492 sayılı Harçlar Kanununun 32. maddesinin birinci cümlesinde “Yargı işlemlerinden alınacak harçlar ödenmedikçe müteakip işlemler yapılmaz. Ancak ilgilisi tarafından ödenmeyen harçları diğer taraf öderse işleme devam olunmakla beraber bu para muhakeme neticesinde ayrıca bir isteğe hacet kalmaksızın hükümde nazara alınır.” hükmüne yer verilmiştir.
Harçlar Kanununda, harç alınması veya tamamlanması yanların isteğine bırakılmamış; değinilen yönün mahkemece kendiliğinden (re"sen) gözetilmesi hükme bağlanmış ve yargı işlemlerinden alınacak harçlar ödenmedikçe müteakip işlemlerin yapılamayacağı vurgulanmıştır. Nitekim bu ilkeler, Hukuk Genel Kurulunun 12.10.2011 gün ve E: 2011/3-629, K: 2011/613 ile 23.10.2013 gün ve E: 2013/7-31, K: 2013/1481, 24.12.2013 gün ve 2013/21- 445 E. - 2013/1625 K. sayılı ilâmlarında da benimsenmiştir.

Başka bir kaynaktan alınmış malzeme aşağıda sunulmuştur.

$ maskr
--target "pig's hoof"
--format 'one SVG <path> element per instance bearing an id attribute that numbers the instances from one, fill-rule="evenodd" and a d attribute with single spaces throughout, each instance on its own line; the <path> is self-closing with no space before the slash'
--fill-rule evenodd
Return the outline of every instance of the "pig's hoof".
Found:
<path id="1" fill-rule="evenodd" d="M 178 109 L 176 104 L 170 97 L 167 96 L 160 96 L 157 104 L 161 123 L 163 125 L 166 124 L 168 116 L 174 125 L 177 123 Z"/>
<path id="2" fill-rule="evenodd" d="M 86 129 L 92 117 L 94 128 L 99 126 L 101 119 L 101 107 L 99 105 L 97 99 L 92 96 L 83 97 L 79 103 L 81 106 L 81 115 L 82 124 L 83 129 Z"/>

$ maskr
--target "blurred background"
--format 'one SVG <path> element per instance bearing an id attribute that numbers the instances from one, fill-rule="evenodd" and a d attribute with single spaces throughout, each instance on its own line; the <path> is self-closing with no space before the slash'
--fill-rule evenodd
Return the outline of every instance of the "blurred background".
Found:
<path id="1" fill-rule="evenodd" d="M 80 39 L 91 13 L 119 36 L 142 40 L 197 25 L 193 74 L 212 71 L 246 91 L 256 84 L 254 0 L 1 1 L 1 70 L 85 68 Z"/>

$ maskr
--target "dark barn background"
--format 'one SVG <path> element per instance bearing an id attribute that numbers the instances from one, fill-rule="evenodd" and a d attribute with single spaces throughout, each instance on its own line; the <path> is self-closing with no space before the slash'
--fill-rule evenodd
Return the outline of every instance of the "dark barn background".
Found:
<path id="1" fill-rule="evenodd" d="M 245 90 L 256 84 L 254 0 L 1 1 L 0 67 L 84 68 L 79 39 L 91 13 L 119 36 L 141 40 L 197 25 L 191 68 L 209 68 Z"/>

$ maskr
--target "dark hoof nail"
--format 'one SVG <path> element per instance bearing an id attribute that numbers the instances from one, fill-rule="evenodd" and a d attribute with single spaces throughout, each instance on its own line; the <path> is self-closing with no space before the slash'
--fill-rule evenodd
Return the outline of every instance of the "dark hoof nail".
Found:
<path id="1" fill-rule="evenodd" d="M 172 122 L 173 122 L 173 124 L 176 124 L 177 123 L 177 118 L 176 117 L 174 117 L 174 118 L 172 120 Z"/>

Yargılama aşamasında taraflardan her biri, yapmış olduğu usul işlemlerini kısmen veya tamamen ıslah edebilir. Kural olarak ıslah işlemi harca tabi bir işlem olup; ıslah edilen husus, değer artırımı ise nispi tarifeye göre hesap edilen harç, değilse maktu harç yatırılmalıdır. Davacı taraf, 492 sayılı Kanun kapsamında kendisi harçtan muaf olmadığı gibi, işlemi de yargı
harçlarından müstesna değildir. Davacının yargı harçlarını ödeme yükümü altında olduğu anlaşıldığına göre, ıslah edilen dava değeri üzerinden nisbi tarifeye göre ıslah harcı ödenmedikçe eldeki davaya devam etme olanağı bulunmamaktadır. Davalı taraf harçtan muaf olsa dahi ıslah harcının alınması gerekir. Islah edilen miktar yönünden bakiye nispi karar ve ilam harcı ödenmeksizin sonraki işlemlerin yapılmasına olanak bulunmamaktadır.
Somut olayda, davacı vekili dava dilekçesinde 1.000.-TL tazminat talebinde bulunmuş, dava niteliği itibariyle nisbi harca tâbi olmasına rağmen, hiç harç yatırmamış, sonra da ıslah dilekçesi ile dava değerini arttırmış ancak ıslah harcını da yatırmamıştır.
Mahkemece, yukarıda açıklanan yasal düzenlemeler ve ortaya konulan ilkeler gözardı edilerek, başvurma ve peşin nisbi harç ve ıslah harcı tamamlanmadan yargılamaya devamla işin esası hakkında hüküm kurulmuştur.
Bu durumda mahkemece; yürürlükteki harçlar tarifesi uyarınca başvurma ve peşin nisbi harç ile ıslah edilen dava değeri üzerinden ıslah harcını ödemesi konusunda davacılara usulünce süre verilip harcı tamamlanan miktar üzerinden hüküm kurulması gerekirken, harcı yatırılmayan dava ve ıslah dilekçesine değer verilerek yazılı şekilde karar verilmesi doğru değildir.
SONUÇ: Yukarıda açıklanan nedenlerle; davalı temsilcisinin temyiz itirazlarının kabulü ile hükmün BOZULMASINA, bozma nedenine göre diğer temyiz itirazlarının bu aşamada incelenmesine yer olmadığına, 18/04/2019 günü oy birliği ile karar verildi.